Si moltiplicano i canali di vendita che applicano sconti sui prezzi di listino. E i saldi diventano la risposta alla crisi, ma non solo
L’estate è appena cominciata e, puntuali come sempre,
arrivano i saldi. Due mesi e mezzo di prezzi ribassati che si
ripetono due volte l’anno, per un totale di cinque mesi durante i
quali ci si potrà vestire con le migliori griffe, ma anche con
quelle più casual, spendendo in media il 30% in meno.
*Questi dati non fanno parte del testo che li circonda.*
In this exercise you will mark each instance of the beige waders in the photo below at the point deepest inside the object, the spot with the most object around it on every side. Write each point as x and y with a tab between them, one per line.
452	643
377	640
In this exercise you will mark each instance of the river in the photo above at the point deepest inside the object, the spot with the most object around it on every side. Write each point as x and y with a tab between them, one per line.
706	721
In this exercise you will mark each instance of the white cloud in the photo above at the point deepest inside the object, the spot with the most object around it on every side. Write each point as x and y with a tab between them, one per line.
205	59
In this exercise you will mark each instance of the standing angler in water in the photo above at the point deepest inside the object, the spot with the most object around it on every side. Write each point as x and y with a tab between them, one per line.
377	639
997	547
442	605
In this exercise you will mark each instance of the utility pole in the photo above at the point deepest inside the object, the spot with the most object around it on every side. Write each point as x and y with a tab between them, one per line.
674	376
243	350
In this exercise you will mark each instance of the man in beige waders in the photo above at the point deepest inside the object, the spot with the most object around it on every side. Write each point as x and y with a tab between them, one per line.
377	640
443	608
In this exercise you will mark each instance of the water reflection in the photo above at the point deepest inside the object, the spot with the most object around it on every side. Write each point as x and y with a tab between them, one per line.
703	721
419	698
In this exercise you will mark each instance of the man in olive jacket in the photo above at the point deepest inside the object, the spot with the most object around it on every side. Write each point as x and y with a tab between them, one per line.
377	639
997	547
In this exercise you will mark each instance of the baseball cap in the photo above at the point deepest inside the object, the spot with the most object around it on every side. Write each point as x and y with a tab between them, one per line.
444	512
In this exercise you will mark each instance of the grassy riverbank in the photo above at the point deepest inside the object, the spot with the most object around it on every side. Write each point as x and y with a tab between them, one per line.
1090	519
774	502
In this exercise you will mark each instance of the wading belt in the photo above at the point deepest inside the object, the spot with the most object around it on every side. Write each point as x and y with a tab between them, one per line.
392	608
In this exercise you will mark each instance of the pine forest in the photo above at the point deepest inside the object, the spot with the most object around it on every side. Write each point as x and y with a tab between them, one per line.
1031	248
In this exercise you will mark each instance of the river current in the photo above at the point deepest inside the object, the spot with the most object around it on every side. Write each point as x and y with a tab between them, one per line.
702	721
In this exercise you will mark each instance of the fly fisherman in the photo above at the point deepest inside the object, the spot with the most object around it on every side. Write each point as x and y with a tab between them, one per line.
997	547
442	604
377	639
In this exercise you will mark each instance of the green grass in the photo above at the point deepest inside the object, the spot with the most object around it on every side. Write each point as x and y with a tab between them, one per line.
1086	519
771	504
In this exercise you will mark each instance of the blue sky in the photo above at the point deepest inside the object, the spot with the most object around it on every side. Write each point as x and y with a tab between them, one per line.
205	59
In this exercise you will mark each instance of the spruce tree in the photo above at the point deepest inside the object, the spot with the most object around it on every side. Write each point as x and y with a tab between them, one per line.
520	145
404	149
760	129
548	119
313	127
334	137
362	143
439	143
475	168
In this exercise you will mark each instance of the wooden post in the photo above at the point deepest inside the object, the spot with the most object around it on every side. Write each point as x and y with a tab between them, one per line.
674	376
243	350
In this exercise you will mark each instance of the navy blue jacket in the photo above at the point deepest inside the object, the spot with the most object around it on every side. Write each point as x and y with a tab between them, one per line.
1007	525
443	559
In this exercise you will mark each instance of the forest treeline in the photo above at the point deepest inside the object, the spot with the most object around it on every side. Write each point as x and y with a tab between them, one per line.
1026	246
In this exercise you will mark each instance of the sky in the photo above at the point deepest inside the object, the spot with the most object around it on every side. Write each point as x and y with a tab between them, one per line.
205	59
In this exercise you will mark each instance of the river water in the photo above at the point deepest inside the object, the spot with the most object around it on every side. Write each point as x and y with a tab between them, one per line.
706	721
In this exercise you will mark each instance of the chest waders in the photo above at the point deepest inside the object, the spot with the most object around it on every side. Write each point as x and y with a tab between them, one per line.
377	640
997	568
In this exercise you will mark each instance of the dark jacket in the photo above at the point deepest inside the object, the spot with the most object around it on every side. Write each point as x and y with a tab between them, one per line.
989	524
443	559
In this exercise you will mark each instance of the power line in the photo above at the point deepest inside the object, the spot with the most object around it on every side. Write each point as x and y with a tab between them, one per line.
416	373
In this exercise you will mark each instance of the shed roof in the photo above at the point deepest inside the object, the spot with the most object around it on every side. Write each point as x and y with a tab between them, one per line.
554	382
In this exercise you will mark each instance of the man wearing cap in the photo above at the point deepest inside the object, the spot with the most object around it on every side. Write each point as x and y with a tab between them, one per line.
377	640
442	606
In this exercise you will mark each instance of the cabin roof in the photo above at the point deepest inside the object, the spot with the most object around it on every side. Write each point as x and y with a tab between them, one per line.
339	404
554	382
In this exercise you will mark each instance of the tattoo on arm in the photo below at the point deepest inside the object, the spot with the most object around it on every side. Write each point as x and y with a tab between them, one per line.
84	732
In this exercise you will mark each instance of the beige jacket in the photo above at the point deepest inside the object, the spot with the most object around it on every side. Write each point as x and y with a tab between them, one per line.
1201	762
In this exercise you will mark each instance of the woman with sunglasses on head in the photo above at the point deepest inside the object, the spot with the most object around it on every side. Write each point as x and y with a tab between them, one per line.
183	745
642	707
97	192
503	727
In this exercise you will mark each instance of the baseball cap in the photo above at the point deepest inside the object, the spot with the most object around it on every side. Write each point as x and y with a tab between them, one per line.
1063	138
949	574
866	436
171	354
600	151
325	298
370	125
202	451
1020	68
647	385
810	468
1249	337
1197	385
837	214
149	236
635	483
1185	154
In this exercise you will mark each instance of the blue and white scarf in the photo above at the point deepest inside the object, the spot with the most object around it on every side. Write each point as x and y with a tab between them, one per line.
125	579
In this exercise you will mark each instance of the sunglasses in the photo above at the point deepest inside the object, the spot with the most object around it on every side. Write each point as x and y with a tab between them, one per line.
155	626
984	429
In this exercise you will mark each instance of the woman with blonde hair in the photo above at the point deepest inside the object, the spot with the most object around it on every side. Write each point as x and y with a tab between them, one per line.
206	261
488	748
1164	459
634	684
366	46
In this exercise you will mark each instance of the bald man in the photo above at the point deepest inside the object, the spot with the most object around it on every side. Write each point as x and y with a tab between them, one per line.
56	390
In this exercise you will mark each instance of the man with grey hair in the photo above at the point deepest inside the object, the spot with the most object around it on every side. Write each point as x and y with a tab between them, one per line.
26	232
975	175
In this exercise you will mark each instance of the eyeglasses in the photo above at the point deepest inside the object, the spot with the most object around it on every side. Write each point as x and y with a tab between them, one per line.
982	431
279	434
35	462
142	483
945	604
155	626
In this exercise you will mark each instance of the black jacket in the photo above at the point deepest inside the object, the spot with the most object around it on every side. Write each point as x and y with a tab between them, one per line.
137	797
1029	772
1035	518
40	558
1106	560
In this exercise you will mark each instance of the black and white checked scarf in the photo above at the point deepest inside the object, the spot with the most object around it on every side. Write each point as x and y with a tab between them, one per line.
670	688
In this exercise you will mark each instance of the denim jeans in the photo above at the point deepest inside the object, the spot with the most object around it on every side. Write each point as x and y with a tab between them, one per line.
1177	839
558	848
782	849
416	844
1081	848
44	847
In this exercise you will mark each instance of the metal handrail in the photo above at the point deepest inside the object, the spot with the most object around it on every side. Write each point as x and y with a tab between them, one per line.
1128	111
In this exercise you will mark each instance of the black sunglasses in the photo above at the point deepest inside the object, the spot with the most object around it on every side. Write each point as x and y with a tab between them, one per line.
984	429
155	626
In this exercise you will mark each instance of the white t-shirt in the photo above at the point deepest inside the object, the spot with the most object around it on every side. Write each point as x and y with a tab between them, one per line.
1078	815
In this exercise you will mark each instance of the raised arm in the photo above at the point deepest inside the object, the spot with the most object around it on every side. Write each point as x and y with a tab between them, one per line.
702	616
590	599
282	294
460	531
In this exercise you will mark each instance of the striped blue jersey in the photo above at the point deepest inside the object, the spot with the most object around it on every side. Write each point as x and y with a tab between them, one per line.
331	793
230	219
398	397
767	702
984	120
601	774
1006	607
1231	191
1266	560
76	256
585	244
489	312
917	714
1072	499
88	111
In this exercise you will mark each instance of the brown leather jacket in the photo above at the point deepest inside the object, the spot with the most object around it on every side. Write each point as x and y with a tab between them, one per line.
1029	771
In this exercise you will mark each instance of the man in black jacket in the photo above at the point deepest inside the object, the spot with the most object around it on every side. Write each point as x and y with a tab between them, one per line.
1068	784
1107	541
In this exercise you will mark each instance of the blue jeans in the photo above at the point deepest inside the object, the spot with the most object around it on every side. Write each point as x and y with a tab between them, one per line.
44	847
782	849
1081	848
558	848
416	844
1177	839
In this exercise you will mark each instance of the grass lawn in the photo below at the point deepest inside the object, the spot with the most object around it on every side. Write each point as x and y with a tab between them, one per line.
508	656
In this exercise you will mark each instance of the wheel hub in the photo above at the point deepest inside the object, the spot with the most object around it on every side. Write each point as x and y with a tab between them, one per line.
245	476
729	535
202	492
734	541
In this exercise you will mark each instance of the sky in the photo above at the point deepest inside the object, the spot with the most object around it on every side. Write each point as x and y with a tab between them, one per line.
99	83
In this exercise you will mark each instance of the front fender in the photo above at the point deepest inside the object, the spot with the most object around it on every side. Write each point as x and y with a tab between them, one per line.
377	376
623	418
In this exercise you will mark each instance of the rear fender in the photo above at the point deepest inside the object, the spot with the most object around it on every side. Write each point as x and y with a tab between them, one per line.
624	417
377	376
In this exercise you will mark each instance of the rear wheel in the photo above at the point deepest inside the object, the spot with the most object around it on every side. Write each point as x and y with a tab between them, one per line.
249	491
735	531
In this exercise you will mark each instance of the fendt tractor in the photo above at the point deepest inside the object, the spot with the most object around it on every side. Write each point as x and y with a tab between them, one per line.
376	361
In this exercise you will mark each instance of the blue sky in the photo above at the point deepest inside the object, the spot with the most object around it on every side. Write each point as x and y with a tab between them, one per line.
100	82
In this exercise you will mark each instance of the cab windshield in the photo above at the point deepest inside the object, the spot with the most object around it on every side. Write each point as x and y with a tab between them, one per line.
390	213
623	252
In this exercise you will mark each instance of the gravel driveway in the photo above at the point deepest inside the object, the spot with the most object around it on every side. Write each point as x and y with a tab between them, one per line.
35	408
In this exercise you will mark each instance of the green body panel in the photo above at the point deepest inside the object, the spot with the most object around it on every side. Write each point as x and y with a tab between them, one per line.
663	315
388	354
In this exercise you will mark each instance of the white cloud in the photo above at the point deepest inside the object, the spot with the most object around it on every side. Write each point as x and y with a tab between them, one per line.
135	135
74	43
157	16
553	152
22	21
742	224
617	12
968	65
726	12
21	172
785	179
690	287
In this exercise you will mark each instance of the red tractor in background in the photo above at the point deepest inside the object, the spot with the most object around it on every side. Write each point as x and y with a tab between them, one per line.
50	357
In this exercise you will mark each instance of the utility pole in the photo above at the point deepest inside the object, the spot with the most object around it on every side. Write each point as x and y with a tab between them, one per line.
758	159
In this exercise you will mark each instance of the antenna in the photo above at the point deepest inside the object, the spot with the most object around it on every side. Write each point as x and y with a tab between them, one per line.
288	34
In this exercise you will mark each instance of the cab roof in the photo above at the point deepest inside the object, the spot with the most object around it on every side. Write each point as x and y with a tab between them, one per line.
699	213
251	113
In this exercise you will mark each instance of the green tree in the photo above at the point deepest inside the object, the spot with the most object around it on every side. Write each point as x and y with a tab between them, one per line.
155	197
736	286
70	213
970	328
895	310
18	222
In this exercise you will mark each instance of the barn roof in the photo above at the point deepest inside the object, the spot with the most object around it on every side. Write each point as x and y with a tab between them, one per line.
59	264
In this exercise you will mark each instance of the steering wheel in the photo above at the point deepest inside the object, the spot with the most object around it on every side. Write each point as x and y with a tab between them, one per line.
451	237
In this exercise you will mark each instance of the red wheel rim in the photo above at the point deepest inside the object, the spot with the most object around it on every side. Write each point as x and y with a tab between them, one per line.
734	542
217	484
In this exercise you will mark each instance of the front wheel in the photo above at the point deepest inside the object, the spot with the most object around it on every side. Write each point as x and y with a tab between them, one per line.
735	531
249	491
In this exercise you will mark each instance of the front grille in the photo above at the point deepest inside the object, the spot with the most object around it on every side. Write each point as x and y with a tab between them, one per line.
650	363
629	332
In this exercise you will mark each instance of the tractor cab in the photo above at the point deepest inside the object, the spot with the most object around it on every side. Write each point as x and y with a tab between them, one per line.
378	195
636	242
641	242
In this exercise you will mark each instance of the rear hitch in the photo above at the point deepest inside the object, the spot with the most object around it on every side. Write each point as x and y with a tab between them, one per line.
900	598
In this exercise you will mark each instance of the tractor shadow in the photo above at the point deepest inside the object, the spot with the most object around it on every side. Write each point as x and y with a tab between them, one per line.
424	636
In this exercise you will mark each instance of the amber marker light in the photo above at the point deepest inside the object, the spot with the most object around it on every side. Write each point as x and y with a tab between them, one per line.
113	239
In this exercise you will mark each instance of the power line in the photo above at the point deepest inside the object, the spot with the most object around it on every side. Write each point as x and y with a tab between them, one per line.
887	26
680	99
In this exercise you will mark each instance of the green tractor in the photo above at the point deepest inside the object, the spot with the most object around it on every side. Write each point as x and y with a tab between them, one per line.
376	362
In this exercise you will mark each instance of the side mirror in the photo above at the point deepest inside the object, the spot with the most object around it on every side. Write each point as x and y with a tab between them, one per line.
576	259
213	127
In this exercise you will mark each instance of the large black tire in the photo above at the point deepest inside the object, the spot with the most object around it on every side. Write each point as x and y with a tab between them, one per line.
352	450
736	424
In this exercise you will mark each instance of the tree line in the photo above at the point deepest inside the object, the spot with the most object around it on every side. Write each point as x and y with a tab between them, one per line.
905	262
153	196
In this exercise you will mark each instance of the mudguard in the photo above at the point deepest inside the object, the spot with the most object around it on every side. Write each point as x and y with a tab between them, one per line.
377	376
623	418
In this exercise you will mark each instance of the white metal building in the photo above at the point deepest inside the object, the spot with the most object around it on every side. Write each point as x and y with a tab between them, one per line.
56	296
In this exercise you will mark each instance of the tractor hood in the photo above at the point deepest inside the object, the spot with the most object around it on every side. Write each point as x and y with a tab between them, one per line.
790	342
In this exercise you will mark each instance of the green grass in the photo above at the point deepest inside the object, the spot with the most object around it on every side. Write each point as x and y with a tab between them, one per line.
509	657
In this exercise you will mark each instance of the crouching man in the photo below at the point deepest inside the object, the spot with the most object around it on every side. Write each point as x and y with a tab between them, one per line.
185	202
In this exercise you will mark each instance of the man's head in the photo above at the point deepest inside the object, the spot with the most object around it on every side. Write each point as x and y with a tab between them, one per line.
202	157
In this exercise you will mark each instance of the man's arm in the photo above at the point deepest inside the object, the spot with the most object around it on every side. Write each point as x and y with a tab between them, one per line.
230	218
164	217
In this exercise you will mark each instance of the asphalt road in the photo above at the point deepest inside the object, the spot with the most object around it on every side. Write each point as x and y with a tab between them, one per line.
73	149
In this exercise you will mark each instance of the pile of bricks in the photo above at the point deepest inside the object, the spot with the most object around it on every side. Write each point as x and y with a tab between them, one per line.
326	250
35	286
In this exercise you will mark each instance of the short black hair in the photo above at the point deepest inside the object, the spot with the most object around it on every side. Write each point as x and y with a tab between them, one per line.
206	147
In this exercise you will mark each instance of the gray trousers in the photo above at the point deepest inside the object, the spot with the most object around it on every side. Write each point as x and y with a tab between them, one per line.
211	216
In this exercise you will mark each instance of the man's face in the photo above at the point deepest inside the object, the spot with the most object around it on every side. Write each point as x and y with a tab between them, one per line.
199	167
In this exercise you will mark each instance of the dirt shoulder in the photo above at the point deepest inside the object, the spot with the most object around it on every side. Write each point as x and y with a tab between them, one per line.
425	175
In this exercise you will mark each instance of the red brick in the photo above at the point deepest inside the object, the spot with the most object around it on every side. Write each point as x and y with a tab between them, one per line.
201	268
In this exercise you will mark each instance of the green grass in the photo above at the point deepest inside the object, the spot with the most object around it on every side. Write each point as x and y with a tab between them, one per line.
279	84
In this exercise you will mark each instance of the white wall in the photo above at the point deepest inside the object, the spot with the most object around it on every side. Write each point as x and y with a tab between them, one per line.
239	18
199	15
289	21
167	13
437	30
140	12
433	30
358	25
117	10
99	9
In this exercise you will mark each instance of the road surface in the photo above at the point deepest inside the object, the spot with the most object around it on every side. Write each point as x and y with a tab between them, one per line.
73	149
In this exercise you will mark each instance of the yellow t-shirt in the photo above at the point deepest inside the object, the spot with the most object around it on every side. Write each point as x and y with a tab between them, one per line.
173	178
Con evidenti
vantaggi per i consumatori, che vedono accrescere il proprio potere
d’acquisto, ma anche per le boutique, considerato che in periodi di
crisi come quello attuale sono proprio le spese in abbigliamento,
accessori e calzature quelle più penalizzate.
Secondo le previsioni dell’Ufficio studi della Confcommercio, in
questa ondata di saldi estivi si spenderanno circa 3,6 miliardi di
euro, per una spesa a famiglia di 240 euro, che salgono a 430 in
una capitale della moda come Milano. Milanesi che,
complessivamente, spenderanno circa 380 milioni.
Tuttavia sarebbe sbagliato vedere i saldi solamente come una
reazione alla crisi. “Il saldo, così come le varie forme di sconti
e promozioni, è la risposta delle boutique al fenomeno crescente e
di grande successo degli outlet”, dice Sandro Castaldo, ordinario
di economia e gestione delle imprese all’Università Bocconi e
direttore dell’Area marketing della Sda, “è una vera e propria
strategia dei punti vendita, paragonabile a fenomeni, in altri
settori, come il 3x2 e simili”.
Premesso che, come conferma lo stesso Castaldo, “non sempre i saldi
sono veri affari ma spesso i negozianti, contravvenendo alla legge,
ne approfittano per inserirvi l’invenduto degli anni precedenti”,
in realtà la vera partita si gioca tra i differenti canali
distributivi presenti sul mercato, che dovrebbero osservare regole
diverse ma che in realtà tendono spesso a sovrapporsi.
“Gli outlet ad esempio”, spiega ancora il professore della Bocconi,
“ a fronte di sconti intorno al 30%, non dovrebbero però vendere
prodotti della stagione in corso, ma visto il grande successo che
stanno registrando spesso accade che le aziende realizzino
produzioni ad hoc, diverse da quelle poi vendute nelle
boutique”.
Boutique che, anche nel caso dei monomarca, possono a loro volta
essere gestite direttamente dalla griffe oppure date in
franchising: “E questo determina strategie di vendita differenti,
poiché le boutique in franchising sono solite applicare politiche
commerciali diverse da quelle della griffe, molto aggressive sul
lato dei prezzi, mentre quelle di proprietà, sempre meno e sempre
più radicate in alcune zone di altissimo prestigio delle più
importanti città, gestiscono in saldi con rigore maniacale”.
Un panorama complessivamente confuso, nel quale risulta difficile
capire quale sia il prezzo reale di un prodotto di abbigliamento,
tanto che sono sempre più le associazioni di commercianti locali
che si sono date regole deontologiche chiare a tutela di
consumatori confusi e alla ricerca di un “affare” che spesso si
rivela meno vantaggioso di quanto promesso.